In [8]:
import gpytorch
import torch
from sklearn.gaussian_process import GaussianProcessRegressor
from sklearn.gaussian_process.kernels import RBF

from utils.metrics import MetricsLogger
from utils.data_loaders import get_wake_dataloaders

In [3]:
FACTORS_FOLDER = "discr_factors_x2_30_y-2_2_step0.125_TIstep0.01_CTstep0.01"
DATA_FOLDER = f"data/{FACTORS_FOLDER}/"
MODEL_NAME = f"multivariate_GP_ExactGP" #TODO
BEST_MODEL_PATH = f"saved_models/{FACTORS_FOLDER}/{MODEL_NAME}.pt"
CONSIDER_WS = False #TODO
COORDS_AS_INPUT = False # multivariate setting

DEVICE = torch.device("cuda" if torch.cuda.is_available() else "cpu")
print(f"{DEVICE=}")

# hyperparameters
EPOCHS = 50
LR = 0.1
BATCH_SIZE = 1

DEVICE=device(type='cpu')


In [5]:
valid_dataloader = None
train_dataloader, valid_dataloader, test_dataloader = get_wake_dataloaders(DATA_FOLDER,
                                                          consider_ws=CONSIDER_WS,
                                                          coords_as_input=COORDS_AS_INPUT,
                                                          train_perc=0.6,
                                                          test_perc=0.2,
                                                          validation_perc=0.2,
                                                          batch_size=BATCH_SIZE)

print(len(train_dataloader))

train_x, train_y = train_dataloader.dataset.inputs, train_dataloader.dataset.outputs

test_x, test_y = test_dataloader.dataset.inputs, test_dataloader.dataset.outputs
print("Train shapes: ", train_x.shape, train_y.shape)
print("Test shapes: ", test_x.shape, test_y.shape)

if valid_dataloader is not None:
    valid_x, valid_y = valid_dataloader.dataset.inputs, valid_dataloader.dataset.outputs
    print("Valid shapes: ", valid_x.shape, valid_y.shape)

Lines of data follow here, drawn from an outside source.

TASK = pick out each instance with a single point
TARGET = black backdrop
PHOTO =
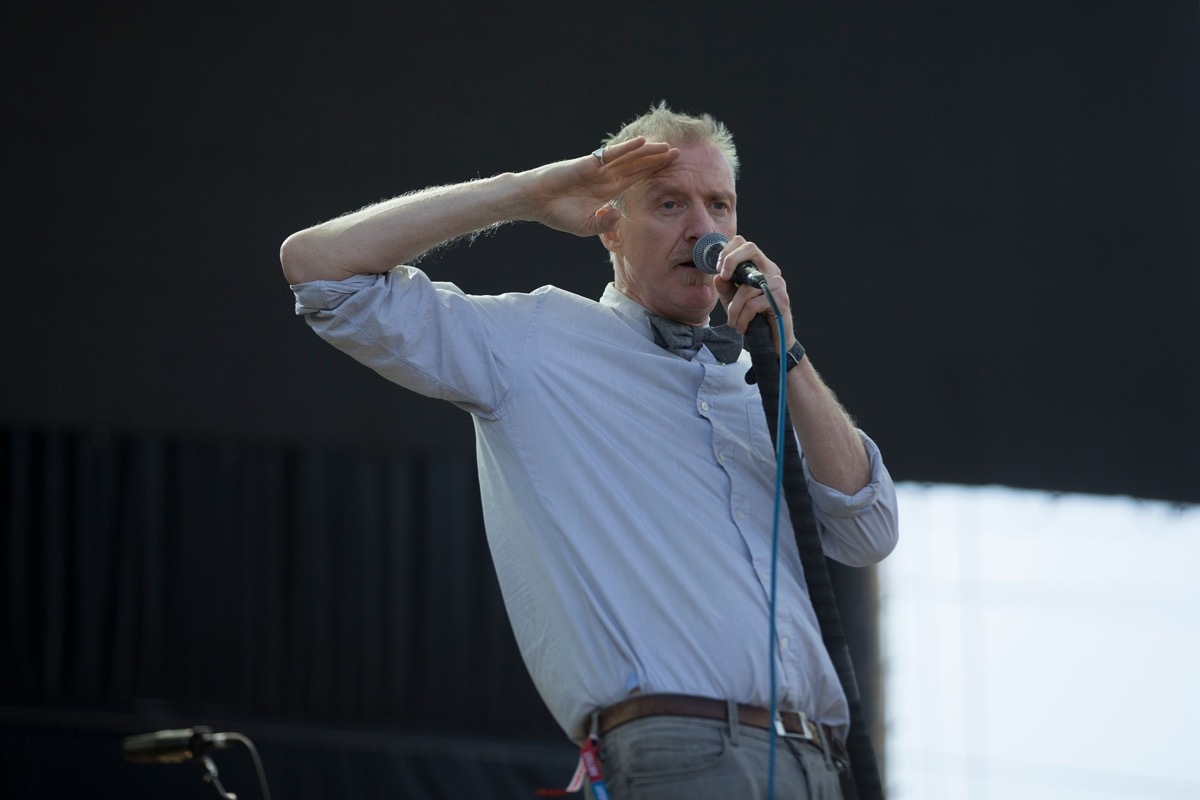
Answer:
(989, 215)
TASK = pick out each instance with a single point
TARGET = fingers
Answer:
(629, 162)
(744, 302)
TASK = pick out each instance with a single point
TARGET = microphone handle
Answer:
(173, 746)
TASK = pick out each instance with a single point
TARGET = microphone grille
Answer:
(707, 250)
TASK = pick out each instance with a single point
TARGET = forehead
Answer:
(700, 167)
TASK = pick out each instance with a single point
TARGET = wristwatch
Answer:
(793, 356)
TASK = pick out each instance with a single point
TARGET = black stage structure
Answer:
(991, 212)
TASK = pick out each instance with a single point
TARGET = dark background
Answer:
(989, 215)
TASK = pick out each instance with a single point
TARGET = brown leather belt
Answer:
(706, 708)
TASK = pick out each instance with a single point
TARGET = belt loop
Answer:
(826, 745)
(735, 722)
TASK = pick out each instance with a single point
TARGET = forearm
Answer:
(833, 450)
(396, 232)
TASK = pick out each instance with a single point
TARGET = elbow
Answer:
(297, 258)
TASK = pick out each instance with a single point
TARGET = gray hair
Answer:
(660, 124)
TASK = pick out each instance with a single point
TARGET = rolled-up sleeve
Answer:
(858, 529)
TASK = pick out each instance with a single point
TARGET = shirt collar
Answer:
(630, 312)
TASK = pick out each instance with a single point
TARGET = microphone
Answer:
(172, 746)
(707, 251)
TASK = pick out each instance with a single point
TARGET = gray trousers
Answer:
(669, 758)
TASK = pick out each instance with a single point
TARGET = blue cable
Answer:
(774, 536)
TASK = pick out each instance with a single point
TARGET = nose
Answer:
(699, 222)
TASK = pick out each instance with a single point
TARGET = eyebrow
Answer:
(660, 186)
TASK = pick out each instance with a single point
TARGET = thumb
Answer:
(606, 218)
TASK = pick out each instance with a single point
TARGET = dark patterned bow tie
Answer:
(723, 341)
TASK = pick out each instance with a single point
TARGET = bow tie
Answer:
(723, 341)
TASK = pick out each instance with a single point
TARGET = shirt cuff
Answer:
(838, 504)
(316, 296)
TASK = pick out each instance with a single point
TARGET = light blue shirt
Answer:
(628, 492)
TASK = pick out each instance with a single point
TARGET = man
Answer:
(628, 488)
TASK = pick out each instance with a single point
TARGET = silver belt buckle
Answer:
(805, 729)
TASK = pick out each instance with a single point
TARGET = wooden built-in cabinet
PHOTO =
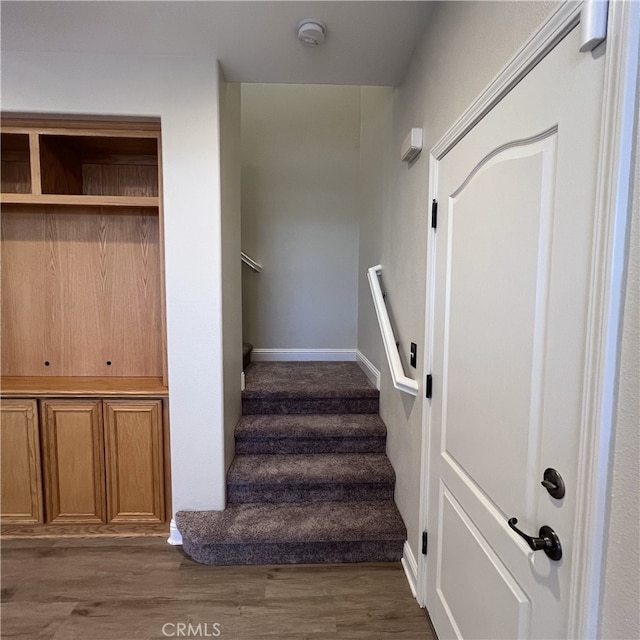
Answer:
(20, 471)
(83, 362)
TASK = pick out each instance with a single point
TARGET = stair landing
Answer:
(310, 482)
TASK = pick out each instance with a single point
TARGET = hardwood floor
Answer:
(143, 589)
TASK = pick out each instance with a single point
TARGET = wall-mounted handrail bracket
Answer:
(400, 380)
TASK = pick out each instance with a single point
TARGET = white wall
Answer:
(300, 215)
(621, 596)
(183, 92)
(229, 114)
(449, 68)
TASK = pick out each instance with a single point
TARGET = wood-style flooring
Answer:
(143, 589)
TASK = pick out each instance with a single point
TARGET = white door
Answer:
(511, 278)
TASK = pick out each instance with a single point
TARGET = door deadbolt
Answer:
(553, 483)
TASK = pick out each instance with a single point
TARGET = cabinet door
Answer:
(20, 463)
(73, 461)
(135, 461)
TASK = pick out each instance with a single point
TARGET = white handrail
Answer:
(400, 380)
(250, 262)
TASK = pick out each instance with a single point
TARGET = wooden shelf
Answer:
(81, 387)
(127, 202)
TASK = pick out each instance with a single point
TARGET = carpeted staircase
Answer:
(310, 482)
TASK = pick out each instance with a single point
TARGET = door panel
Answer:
(510, 300)
(504, 340)
(20, 465)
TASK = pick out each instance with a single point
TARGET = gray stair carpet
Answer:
(247, 348)
(289, 533)
(310, 477)
(337, 433)
(310, 482)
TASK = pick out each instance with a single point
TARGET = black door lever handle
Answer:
(547, 542)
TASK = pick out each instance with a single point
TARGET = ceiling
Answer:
(368, 42)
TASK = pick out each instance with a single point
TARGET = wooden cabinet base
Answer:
(73, 445)
(134, 460)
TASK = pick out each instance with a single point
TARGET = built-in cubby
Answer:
(15, 163)
(98, 165)
(83, 356)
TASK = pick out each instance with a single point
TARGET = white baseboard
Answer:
(307, 355)
(175, 537)
(410, 567)
(370, 371)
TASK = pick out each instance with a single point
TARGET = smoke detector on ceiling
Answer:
(311, 32)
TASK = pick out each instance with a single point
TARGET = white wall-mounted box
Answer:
(412, 145)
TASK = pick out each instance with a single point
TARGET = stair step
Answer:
(310, 477)
(288, 533)
(247, 348)
(337, 433)
(308, 388)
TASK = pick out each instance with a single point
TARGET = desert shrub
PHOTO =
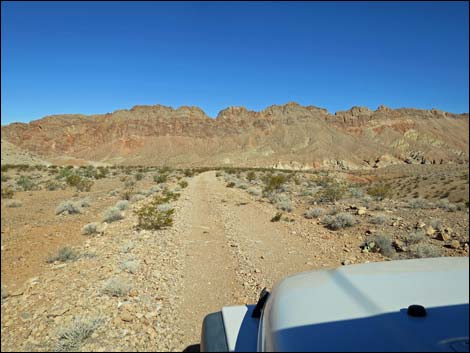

grid_size = train_dataloader.dataset.num_cells
print(f"{grid_size=}")

5160
Train shapes:  torch.Size([5160, 2]) torch.Size([5160, 7168])
Test shapes:  torch.Size([1720, 2]) torch.Size([1720, 7168])
Valid shapes:  torch.Size([1720, 2]) torch.Size([1720, 7168])
grid_size=7168


In [5]:
"""
REDUCE THE AMOUNT OF DATA
num_instances = 10 #TODO
train_x= torch.split(train_x, num_instances)[0]#.reshape(num_instances, grid_size, num_features)
train_y = torch.split(train_y,num_instances)[0]#.reshape(num_instances, grid_size)
print(train_x.shape, train_y.shape)"""

torch.Size([71680, 4]) torch.Size([71680])


# Sklearn

In [7]:
kernel = RBF(length_scale=1.0)
gp = GaussianProcessRegressor(kernel=kernel)
gp.fit(train_x, train_y)

'\nToo much data for simple Regressor\nkernel = RBF(length_scale=1.0)\ngp = GaussianProcessRegressor(kernel=kernel)\ngp.fit(train_x, train_y)\n'

# Gpytorch

In [9]:
class MultitaskGPModel(gpytorch.models.ExactGP):
    def __init__(self, train_x, train_y, likelihood):
        super(MultitaskGPModel, self).__init__(train_x, train_y, likelihood)
        self.mean_module = gpytorch.means.MultitaskMean(
            gpytorch.means.ConstantMean(), num_tasks=grid_size
        )
        self.covar_module = gpytorch.kernels.MultitaskKernel(
            gpytorch.kernels.RBFKernel(), num_tasks=grid_size, rank=1
        )

    def forward(self, x):
        mean_x = self.mean_module(x)
        covar_x = self.covar_module(x)
        return gpytorch.distributions.MultitaskMultivariateNormal(mean_x, covar_x)


likelihood = gpytorch.likelihoods.MultitaskGaussianLikelihood(num_tasks=grid_size)
model = MultitaskGPModel(train_x, train_y, likelihood)

In [10]:
# Find optimal model hyperparameters
model.train()
likelihood.train()

# Use the adam optimizer
optimizer = torch.optim.Adam(model.parameters(), lr=LR)  # Includes GaussianLikelihood parameters

# "Loss" for GPs - the marginal log likelihood
mll = gpytorch.mlls.ExactMarginalLogLikelihood(likelihood, model)

metrics_logger = MetricsLogger(name=MODEL_NAME, automatic_save_after=5)
best_tloss = 1_000_000.
for epoch in range(EPOCHS):
    optimizer.zero_grad()
    output = model(train_x)
    loss = -mll(output, train_y)
    loss.backward()
    loss_value = loss.item()
    metrics_logger.log_metric(epoch, 'Training loss', loss_value)
    if loss_value < best_tloss:
        best_tloss = loss_value
        torch.save(model.state_dict(), BEST_MODEL_PATH)
    optimizer.step()

metrics_logger.plot_metrics_by_epoch()
metrics_logger.save_metrics()

Logging multivariate_GP_ExactGP
Epoch 0 ->	Training loss=1.0853651762008667	
Epoch 1 ->	Training loss=1.0487637519836426	
Epoch 2 ->	Training loss=1.0113800764083862	
Epoch 3 ->	Training loss=0.9732176661491394	
Epoch 4 ->	Training loss=0.9342836141586304	
Epoch 5 ->	Training loss=0.8945872187614441	
Epoch 6 ->	Training loss=0.85414057970047	
Epoch 7 ->	Training loss=0.8129580616950989	
Epoch 8 ->	Training loss=0.7710564136505127	
Epoch 9 ->	Training loss=0.7284545302391052	
Epoch 10 ->	Training loss=0.6851732134819031	
Epoch 11 ->	Training loss=0.6412352919578552	
Epoch 12 ->	Training loss=0.5966648459434509	
Epoch 13 ->	Training loss=0.5514872074127197	
Epoch 14 ->	Training loss=nan	
Epoch 15 ->	Training loss=nan	
Epoch 16 ->	Training loss=nan	

KeyboardInterrupt: